🤖 AI Summary
This work addresses the inefficiency of conventional processors in handling high-dimensional sparse vector operations in Hyperdimensional Computing (HDC), which are bottlenecked by memory bandwidth and real-time performance constraints. The authors propose a spatially aware image patch encoding method that maps local image patches into hypervectors enriched with spatial information, subsequently fused into a global representation using fundamental HDC primitives—binding, permutation, bundling, and similarity search. To accelerate these operations, an end-to-end FPGA-based pipelined accelerator is designed, exploiting both dimensional and patch-level parallelism. Evaluated on MNIST and Fashion-MNIST, the approach achieves classification accuracies of 95.67% and 85.14%, respectively, with an inference latency of merely 0.09 ms—yielding speedups of up to 1,300× and 60× over CPU and GPU baselines.
📝 Abstract
Hyperdimensional Computing (HDC) represents data using extremely high-dimensional, low-precision vectors, termed hypervectors (HVs), and performs learning and inference through lightweight, noise-tolerant operations. However, the high dimensionality, sparsity, and repeated data movement involved in HDC make these computations difficult to accelerate efficiently on conventional processors. As a result, executing core HDC operations: binding, permutation, bundling, and similarity search: on CPUs or GPUs often leads to suboptimal utilization, memory bottlenecks, and limits on real-time performance. In this paper, our contributions are two-fold. First, we develop an image-encoding algorithm that, similar in spirit to convolutional neural networks, maps local image patches to hypervectors enriched with spatial information. These patch-level hypervectors are then merged into a global representation using the fundamental HDC operations, enabling spatially sensitive and robust image encoding.

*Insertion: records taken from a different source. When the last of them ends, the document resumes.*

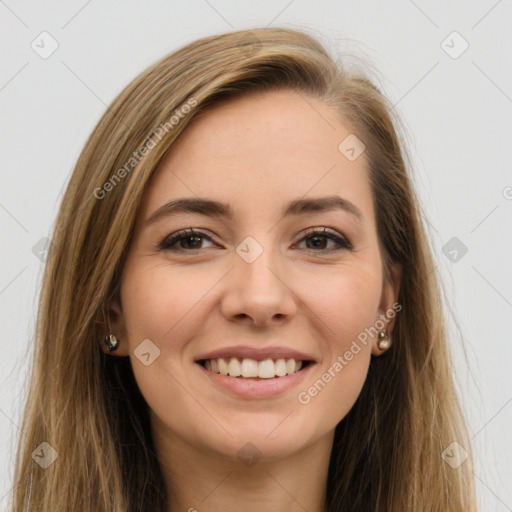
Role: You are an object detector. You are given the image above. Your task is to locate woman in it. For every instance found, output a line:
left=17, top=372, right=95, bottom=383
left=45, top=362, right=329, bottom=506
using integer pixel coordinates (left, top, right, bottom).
left=13, top=29, right=476, bottom=512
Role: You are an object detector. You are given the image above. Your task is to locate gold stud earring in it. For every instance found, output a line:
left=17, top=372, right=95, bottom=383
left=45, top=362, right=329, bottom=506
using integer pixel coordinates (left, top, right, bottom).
left=103, top=334, right=119, bottom=352
left=377, top=330, right=391, bottom=350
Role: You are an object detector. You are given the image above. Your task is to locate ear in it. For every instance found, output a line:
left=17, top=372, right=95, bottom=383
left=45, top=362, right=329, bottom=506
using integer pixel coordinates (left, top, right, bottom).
left=102, top=294, right=129, bottom=357
left=372, top=263, right=402, bottom=356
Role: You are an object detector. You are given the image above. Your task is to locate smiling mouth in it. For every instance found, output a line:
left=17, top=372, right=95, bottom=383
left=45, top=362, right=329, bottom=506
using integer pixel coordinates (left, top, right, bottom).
left=197, top=357, right=313, bottom=380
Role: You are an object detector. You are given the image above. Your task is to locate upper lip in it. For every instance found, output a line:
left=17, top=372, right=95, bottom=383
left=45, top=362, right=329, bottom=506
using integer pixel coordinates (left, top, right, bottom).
left=195, top=346, right=315, bottom=362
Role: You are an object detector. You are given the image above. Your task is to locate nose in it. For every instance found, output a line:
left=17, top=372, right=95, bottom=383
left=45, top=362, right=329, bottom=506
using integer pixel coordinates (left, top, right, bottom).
left=221, top=243, right=297, bottom=327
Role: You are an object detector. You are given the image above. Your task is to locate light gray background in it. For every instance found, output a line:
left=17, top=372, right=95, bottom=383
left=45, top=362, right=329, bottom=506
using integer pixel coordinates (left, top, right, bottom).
left=0, top=0, right=512, bottom=512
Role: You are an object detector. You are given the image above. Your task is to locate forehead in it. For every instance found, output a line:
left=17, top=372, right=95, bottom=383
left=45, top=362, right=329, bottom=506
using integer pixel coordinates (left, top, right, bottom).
left=138, top=90, right=372, bottom=224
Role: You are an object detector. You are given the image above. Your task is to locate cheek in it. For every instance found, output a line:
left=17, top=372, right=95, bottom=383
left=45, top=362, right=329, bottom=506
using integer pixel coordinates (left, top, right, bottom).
left=121, top=264, right=211, bottom=350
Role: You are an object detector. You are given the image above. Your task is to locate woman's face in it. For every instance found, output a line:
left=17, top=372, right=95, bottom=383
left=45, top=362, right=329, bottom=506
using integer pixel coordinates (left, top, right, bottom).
left=112, top=91, right=397, bottom=459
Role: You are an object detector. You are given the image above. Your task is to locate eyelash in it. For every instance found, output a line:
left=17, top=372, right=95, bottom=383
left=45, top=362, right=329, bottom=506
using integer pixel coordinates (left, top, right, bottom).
left=158, top=228, right=353, bottom=253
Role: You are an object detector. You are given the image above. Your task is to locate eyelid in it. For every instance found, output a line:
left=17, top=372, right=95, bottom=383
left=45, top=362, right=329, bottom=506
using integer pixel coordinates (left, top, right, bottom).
left=157, top=226, right=353, bottom=254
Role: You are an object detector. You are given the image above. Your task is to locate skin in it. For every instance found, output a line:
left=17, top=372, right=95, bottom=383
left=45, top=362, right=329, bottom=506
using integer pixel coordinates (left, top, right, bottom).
left=106, top=90, right=400, bottom=511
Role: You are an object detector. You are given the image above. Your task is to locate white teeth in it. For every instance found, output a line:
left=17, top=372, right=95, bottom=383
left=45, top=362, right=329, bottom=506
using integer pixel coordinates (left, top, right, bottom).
left=242, top=359, right=258, bottom=377
left=228, top=357, right=242, bottom=377
left=204, top=357, right=302, bottom=379
left=217, top=357, right=229, bottom=375
left=258, top=359, right=276, bottom=379
left=276, top=359, right=286, bottom=377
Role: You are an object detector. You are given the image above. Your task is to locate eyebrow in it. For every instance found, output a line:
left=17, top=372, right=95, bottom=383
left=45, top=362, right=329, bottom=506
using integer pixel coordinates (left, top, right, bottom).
left=146, top=196, right=363, bottom=225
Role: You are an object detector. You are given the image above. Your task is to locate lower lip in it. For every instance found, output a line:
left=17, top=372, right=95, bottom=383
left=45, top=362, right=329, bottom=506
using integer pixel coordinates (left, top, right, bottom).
left=196, top=363, right=315, bottom=398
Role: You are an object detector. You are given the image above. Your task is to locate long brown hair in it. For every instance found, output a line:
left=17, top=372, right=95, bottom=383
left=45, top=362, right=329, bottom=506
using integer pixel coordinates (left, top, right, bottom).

This encoder achieves 95.67% accuracy on MNIST and 85.14% on Fashion-MNIST, outperforming prior HDC-based image encoders. Second, we design an end-to-end accelerator that implements these compute operations on an FPGA through a pipelined architecture that exploits parallelism both across the hypervector dimensionality and across the set of image patches. Our Alveo U280 implementation delivers 0.09ms inference latency, achieving up to 1300x and 60x speedup over state-of-the-art CPU and GPU baselines, respectively.